4. Cumulative distance calculation: For each substructure where | Lsub - Lmedian |0.01 and substructure molecular weight Mi were recorded. The cumulative structural score S was then calculated as:

$${\sum }_{i=1}^{n}{L}_{i}\times {M}_{i}=S$$

where i is the index of the substructure and n is the number of substructures meeting the threshold condition. The threshold of 0.01 was determined empirically through benchmarking analyses across datasets with different molecular weights and sample sizes. Thresholds ranging from 1 to 0.0001 were tested, and 0.01 was found to yield the most stable and consistent distributions (Supplementary Data 5).

5. Normalization and fingerprint output: The final SIC values consisted of two variables: (1) SICL, defined as the normalized cumulative score S/M, where M is the monoisotopic exact mass of the compound, and (2) SICem, the exact mass M itself (rounded to six significant digits).

The SIC fingerprint is designed such that SICL increases when the substructures of a compound have both larger spatial deviation (SICL) from the median and higher molecular weights (Mi) within a group of structural isomers. By normalizing S with respect to M, variation due to overall molecular size is minimized. The substructure list was generated using SMART notation, covering atoms of C, N, P, O, S, H, Cl, Br, I, F, and Hg, with classification based on bonding type and coordination. Molecular weights Mi for substructures included the atomic mass of the central atom and its attached hydrogens. The threshold value of 0.01 for | Lsub - Lmedian | was selected based on performance evaluation, as it maximized the ability to distinguish positional isomers in compounds with molecular weights below 1000. All computations were implemented using Python 3.11.5, with RDKit 2023.3.2, pandas 1.3.5, SciPy 1.7.3, and NumPy 1.21.6. The SIC tool developed in this study is available at BioChemCalc (BCC, https://biochemcalc.com/).

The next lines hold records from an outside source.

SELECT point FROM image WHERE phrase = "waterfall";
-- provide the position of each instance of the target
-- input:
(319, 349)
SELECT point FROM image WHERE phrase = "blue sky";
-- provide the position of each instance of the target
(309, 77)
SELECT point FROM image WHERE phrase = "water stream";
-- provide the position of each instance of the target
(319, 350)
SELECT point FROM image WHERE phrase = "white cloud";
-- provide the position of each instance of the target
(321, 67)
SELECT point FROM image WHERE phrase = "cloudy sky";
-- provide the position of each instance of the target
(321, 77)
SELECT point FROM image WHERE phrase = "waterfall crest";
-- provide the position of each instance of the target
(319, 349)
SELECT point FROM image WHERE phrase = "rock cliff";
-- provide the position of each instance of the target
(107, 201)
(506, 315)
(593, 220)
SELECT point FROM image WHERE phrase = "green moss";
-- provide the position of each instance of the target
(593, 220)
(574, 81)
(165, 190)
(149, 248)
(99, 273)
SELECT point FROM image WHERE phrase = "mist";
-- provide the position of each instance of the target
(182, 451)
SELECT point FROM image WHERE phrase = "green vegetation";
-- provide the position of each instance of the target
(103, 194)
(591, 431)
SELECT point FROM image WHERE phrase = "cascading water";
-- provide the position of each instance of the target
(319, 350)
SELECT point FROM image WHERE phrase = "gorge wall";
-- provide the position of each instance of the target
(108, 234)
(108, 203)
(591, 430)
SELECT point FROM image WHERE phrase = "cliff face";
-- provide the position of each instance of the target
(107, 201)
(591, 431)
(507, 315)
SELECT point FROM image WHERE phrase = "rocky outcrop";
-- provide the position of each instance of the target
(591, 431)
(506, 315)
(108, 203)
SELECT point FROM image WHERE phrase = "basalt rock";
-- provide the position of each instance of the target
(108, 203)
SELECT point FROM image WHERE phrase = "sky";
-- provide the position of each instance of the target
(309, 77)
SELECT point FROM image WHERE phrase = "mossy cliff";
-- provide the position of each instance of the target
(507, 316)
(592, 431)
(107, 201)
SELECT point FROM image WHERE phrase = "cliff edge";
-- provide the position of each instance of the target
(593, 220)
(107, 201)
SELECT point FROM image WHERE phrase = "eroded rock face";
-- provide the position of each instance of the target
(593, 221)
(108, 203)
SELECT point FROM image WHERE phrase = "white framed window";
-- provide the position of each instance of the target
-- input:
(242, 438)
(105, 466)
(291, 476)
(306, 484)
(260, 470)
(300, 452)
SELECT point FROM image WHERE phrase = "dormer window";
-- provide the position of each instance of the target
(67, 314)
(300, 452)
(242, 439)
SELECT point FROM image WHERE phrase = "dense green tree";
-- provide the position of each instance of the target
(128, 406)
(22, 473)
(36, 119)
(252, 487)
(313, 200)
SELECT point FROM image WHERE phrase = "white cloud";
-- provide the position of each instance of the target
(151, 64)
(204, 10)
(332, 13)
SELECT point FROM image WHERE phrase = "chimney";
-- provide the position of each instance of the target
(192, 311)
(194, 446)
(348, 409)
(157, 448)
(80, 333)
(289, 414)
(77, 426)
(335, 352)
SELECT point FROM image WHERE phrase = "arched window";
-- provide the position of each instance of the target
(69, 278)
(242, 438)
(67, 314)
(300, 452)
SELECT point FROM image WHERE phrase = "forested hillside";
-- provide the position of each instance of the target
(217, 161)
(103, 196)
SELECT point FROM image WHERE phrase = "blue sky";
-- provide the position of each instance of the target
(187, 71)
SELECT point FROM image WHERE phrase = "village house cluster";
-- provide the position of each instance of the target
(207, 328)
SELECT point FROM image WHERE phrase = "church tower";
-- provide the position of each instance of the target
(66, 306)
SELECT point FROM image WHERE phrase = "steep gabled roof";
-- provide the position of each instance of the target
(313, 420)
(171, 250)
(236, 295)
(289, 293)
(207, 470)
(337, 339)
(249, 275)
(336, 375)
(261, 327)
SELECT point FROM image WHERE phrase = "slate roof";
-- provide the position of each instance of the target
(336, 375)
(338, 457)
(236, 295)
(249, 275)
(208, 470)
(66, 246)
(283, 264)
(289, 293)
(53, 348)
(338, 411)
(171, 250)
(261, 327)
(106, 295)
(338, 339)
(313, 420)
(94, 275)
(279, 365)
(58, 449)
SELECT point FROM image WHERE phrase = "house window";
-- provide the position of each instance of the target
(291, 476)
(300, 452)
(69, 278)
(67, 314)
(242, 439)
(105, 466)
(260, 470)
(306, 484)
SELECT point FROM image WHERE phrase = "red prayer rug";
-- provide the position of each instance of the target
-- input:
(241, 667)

Chemical space visualization

Molecular fingerprints were calculated using RDKit (version 2023.3.2) and mapchiral (version 0.0.7). For the comparison with existing fingerprints, the following specifications were used: Atom Pair (count fingerprint, 2048 bits), Morgan (binary, radius = 2, 2048 bits; corresponding to ECFP4), MACCS Keys (binary, 165 bits), MAP4C (binary, 2048 bits), MHFP (MinHash fingerprint, 128 dimensions), MQN (count, 42 dimensions), and RDKit (binary, 2048 bits). Prior to principal component analysis (PCA), all fingerprint vectors were standardized by Z-score normalization so that each feature had a mean of 0 and a standard deviation of 1. PCA was performed with scikit-learn (version 1.0.2), and the resulting scores were exported to Microsoft Excel for graphical visualization.

Use of public databases

Datasets of endogenous metabolites from both prokaryotic and eukaryotic organisms were retrieved from YMDB8,9 (Detected and quantified), ECMDB10,11, and HMDB12,13 (Detected and quantified, Endogenous). Toxic compounds were obtained from T3DB14 and TOXRIC15 (Toxicity Category: Carcinogenicity). Since the datasets included stereoisomeric information, InChIKeys were computed using RDKit from canonical SMILES. These InChIKeys were then used to merge stereoisomers into structural isomers. Additionally, metabolites from YMDB and HMDB that matched InChiKeys in T3DB and TOXRIC were extracted and classified as toxic compounds.